A SALVAÇÃO UMA SANTIFICAÇÃO III

Já temos visto a significação e a importância da santificação, agora é oportuno pensarmos sobre o seu autor, que é a Trindade.

O apóstolo Paulo escreve assim aos Tessalonicenses, na primeira epístola: “O mesmo Deus de paz vos santifique em tudo; e todo o vosso espírito, e alma, e corpo, sejam plenamente  conservados irrepreensíveis para a vinda do nosso Senhor Jesus Cristo" (I Tess. 5:23) É o Deus de paz, o Deus da reconciliação, que opera com sua graça santificante de modo completo  Όλοτελής. Este termo não é encontrado em qualquer outra parte do Novo Testamento. Com ele Paulo expressa a idéia de um completo trabalho da graça que é reiterado na sentença seguinte com o emprego da palavra Όλόκληρός = inteiro, denotando sua extensão. Era este tipo de santificação que desejava Paulo para seus irmãos. Uma santificação perfeita em seu grau de extensão, abrangendo todas as partes da  natureza humana.    

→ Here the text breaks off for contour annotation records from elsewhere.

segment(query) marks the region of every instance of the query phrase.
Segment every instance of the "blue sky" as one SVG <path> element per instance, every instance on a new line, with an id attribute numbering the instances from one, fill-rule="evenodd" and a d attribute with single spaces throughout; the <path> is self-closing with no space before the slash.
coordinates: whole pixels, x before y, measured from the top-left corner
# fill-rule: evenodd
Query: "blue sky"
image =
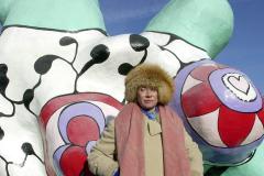
<path id="1" fill-rule="evenodd" d="M 168 0 L 99 0 L 108 33 L 141 33 Z M 234 32 L 215 59 L 245 73 L 264 95 L 264 0 L 229 0 Z"/>
<path id="2" fill-rule="evenodd" d="M 140 33 L 167 1 L 100 0 L 108 33 Z M 234 13 L 234 32 L 215 61 L 246 74 L 264 95 L 264 0 L 229 2 Z"/>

O espírito e alma são designações das partes imateriais do homem. O espírito diz da mais elevada atividade, moral e vital. Neste sentido a alma representa a força vital, especialmente referente às faculdades da percepção e sentimento. Espírito e alma, tanto no Antigo como no Novo Testamento são sinônimos. O corpo sem o espírito está morto. E foi o que aconteceu com a menina que Cristo ressuscitou: “O seu espírito voltou, e ela logo se levantou” (Luc. 8:55). Para efeito didático a totalidade do homem está aqui apresentada em três partes ou campos distintos. Com isto não queremos dizer   que  estivesse   ensinando  psicologia,   ou  no  mínimo,   que   fosse tecnicamente preciso na sua linguagem. A  linguagem filosófica do seu  tempo  reconhecia  o  espírito  (pneuma)  e  a  alma  (ψυχή) como essências distintas. Não temos interesse neste campo,  porque  o  nosso  interesse  mesmo  é  mais  bíblico  e  teológico.  E  neste sentido fica claro que o Deus santo quer que todo o ser humano  em sua inteira essência seja preservada “irrepreensível” para a glorificação.

Se uma parte do homem é o corpo, este não deve ser instrumento de impureza, tal como o adultério, as paixões vis, as maldades; instrumento de vícios degradantes, incluindo o fumo, as bebidas alcoólicas e as drogas em geral.

Quanto ao Filho de Deus e a santificação, Paulo escreve: “Cristo amou a igreja e a si mesmo se entregou por ela, para a santificar, purificando-a” (Ef. 5:25, 26). A salvação de Cristo inclui a purificação do seu povo; o apóstolo João em sua primeira epístola escreve: “O sangue do Senhor Jesus Cristo, seu Filho, nos purifica de todo o pecado”. (I Jo. 1:7). Sem esta purificação não poderíamos manter comunhão com Deus. Jesus preserva o seu povo santo e irrepreensível, porque também sua salvação é eterna.

Por último, pensando na Trindade como autora da santificação e já que mencionamos o Pai e o Filho neste interesse, o apóstolo Paulo escreve: “Devemos sempre dar graças a Deus por vós, irmãos amados do Senhor, por vos ter elegido desde o princípio para a salvação, em santificação do Espírito, e fé da verdade” (II Tess. 2: 13).

A santidade não é só uma atividade a ser executada, mas, antes de tudo, um dom de Deus para ser aceito. Assim sendo, o constante exercício deste dom fará crescer a nossa santificação, e quanto mais separado do mal, mais junto do Senhor. Isto faz a diferença.